Ellis levels a severe frown his way.

“Why do you say that?” I ask. I move to collect the empty beer bottles on the table, but Fisher presses me back into my chair by my shoulder and starts grabbing them himself.

“Anyone else want anything?” he asks.

“Yeah,” Silas says to him. “I want you to cook for us. I want some crazy shit, too. Something with foam and sugar bubbles and dry ice or something.”

“Jesus, Silas,” I groan.

Fisher gives him a passive response and carries the detritus inside.

“Why’d you say that about Sam?” I ask Silas again, backhanding him across the shoulder for good measure.

“Because,” he replies, “he looks just like Ell did with Wren. Look where that landed him.”

“Shut the fuck up, Silas,” Ellis says, but there’s no burn in it.

“According to Indy, they’re just friends,” I say. It’s none of our business what they do behind the scenes. “Wren and Ellis were in love.”

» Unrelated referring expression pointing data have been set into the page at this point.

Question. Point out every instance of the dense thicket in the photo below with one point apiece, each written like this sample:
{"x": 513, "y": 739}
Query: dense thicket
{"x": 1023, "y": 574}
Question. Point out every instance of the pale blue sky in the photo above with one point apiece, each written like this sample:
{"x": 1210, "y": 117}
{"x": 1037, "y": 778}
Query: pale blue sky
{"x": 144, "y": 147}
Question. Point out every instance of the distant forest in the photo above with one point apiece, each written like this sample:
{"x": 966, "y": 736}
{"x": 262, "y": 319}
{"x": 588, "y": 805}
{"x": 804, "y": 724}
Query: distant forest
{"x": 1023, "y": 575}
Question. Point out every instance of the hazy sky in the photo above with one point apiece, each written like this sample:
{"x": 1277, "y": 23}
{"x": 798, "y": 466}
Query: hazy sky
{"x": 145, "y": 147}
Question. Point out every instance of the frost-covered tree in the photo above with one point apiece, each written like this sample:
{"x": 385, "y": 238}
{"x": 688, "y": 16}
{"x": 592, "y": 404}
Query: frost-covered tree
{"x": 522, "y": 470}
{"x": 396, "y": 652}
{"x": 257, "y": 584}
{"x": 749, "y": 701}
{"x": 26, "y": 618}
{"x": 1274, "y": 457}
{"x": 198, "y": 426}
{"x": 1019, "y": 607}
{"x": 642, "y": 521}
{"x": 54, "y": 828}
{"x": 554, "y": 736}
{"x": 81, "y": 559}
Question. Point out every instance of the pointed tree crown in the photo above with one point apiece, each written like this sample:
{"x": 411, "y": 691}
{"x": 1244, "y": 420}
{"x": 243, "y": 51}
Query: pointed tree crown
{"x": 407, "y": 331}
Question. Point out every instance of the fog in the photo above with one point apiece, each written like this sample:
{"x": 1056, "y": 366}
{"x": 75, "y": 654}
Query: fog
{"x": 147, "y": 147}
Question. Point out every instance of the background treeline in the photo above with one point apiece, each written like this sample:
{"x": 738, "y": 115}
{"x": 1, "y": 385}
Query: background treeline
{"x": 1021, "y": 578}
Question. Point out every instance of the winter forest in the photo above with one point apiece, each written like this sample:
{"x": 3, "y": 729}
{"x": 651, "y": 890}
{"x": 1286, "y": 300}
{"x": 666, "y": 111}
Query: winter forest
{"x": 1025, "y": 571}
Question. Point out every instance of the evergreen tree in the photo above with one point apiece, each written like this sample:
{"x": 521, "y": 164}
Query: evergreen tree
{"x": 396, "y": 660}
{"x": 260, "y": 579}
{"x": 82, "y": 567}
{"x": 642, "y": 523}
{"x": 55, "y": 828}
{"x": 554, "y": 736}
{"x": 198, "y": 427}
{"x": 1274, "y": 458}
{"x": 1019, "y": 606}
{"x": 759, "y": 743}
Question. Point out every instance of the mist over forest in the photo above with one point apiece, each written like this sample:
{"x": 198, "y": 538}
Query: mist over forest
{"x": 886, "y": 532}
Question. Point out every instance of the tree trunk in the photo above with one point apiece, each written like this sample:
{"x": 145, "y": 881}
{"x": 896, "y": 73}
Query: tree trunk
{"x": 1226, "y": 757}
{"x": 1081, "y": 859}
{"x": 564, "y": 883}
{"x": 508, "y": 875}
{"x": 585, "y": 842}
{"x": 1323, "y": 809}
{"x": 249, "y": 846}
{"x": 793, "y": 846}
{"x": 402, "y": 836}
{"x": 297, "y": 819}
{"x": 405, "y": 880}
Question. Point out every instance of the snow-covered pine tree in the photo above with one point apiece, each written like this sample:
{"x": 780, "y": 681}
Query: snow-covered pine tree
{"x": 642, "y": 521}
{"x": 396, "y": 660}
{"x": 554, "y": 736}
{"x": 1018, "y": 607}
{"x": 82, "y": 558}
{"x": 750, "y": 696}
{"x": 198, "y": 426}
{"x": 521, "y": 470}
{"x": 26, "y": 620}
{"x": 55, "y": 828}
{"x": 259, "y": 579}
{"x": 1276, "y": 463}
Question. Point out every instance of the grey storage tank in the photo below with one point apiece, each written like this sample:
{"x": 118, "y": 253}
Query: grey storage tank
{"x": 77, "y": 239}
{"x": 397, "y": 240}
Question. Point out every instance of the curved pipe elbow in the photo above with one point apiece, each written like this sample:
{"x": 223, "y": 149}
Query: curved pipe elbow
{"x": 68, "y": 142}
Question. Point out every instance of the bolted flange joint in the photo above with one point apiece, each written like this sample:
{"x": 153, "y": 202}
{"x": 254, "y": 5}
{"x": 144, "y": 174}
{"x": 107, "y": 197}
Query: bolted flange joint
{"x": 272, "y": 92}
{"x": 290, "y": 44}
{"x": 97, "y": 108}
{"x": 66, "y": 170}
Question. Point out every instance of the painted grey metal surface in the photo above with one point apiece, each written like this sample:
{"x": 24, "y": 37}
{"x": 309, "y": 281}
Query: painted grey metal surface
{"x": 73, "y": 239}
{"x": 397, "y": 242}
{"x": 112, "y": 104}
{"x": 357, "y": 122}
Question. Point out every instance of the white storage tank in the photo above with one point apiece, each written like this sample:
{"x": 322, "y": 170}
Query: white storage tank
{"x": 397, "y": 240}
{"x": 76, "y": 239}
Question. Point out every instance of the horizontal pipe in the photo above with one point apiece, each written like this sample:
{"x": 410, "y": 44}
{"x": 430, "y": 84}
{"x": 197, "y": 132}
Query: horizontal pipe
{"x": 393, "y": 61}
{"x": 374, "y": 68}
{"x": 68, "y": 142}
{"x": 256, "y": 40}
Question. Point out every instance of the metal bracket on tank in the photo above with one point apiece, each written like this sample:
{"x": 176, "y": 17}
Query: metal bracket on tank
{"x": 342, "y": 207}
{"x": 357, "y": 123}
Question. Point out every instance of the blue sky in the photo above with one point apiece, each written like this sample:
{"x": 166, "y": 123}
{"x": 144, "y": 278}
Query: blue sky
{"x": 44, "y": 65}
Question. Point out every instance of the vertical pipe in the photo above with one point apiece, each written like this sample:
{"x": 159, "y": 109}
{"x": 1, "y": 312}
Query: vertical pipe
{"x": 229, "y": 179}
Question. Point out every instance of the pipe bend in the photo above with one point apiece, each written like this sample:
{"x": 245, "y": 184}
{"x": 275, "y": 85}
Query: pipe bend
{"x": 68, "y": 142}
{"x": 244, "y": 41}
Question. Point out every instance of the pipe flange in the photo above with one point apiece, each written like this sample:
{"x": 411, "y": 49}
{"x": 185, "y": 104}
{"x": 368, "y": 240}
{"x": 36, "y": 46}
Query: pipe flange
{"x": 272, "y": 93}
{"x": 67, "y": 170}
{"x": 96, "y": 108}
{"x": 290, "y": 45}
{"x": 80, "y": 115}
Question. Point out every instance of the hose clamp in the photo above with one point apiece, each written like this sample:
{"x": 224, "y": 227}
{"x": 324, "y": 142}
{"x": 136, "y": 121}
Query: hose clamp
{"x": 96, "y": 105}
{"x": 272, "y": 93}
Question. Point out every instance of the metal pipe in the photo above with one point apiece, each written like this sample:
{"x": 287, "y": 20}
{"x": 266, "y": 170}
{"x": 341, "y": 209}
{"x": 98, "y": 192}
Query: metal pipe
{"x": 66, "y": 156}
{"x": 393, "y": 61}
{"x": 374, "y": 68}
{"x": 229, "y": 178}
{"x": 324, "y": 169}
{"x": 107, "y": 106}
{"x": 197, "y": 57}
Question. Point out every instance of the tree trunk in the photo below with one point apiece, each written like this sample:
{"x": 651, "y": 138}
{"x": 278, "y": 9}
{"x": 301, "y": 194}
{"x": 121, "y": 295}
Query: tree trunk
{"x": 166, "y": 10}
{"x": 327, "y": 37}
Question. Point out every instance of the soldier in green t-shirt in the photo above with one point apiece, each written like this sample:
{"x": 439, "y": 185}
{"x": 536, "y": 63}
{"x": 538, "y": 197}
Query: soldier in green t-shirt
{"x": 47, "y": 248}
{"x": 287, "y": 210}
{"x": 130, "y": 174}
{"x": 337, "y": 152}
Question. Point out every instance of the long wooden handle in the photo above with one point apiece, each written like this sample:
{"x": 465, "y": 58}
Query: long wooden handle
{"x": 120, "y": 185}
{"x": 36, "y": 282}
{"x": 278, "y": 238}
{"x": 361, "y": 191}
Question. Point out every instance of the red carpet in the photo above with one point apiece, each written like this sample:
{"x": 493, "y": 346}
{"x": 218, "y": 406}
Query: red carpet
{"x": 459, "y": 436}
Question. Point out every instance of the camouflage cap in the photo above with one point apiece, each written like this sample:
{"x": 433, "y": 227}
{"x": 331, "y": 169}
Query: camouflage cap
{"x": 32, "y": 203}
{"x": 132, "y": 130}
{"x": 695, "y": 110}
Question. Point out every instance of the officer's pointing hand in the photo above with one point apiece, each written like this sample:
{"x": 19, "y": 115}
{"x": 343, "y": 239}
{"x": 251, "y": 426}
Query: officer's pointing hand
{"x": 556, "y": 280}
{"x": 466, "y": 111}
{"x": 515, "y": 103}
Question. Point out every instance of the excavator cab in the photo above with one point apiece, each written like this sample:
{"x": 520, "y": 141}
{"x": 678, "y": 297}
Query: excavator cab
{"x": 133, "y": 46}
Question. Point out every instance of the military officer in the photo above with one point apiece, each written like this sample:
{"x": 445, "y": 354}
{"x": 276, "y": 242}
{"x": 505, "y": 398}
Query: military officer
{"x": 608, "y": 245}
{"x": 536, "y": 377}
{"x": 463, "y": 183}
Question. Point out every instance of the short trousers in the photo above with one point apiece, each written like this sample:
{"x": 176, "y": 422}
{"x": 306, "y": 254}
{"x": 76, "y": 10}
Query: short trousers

“Can we talk about literally anything else?” Ellis says.

“I’m just saying,” Silas urges, “it’s been four years. It’s time to get back out there.”

And this is where the conversation always dies. Because not all hearts break, or heal, the same. Ellis braided his life with Wren’s in too many ways not to still be frayed.

Fisher squeezes the back of my neck once when he rejoins us outside. There’s a far-off voice in a distant room of my mind that whispers to me again, Danger! You’re capsized and in over your head! Don’t get so comfortable in your inverted world that you can’t turn yourself to rights!

Another one of Mom’s phrases chases it at its heels: Don’t worry so much about the clouds that you miss the flowers at your feet.

Flowers might fade, but I think I’ll enjoy them while they’re here.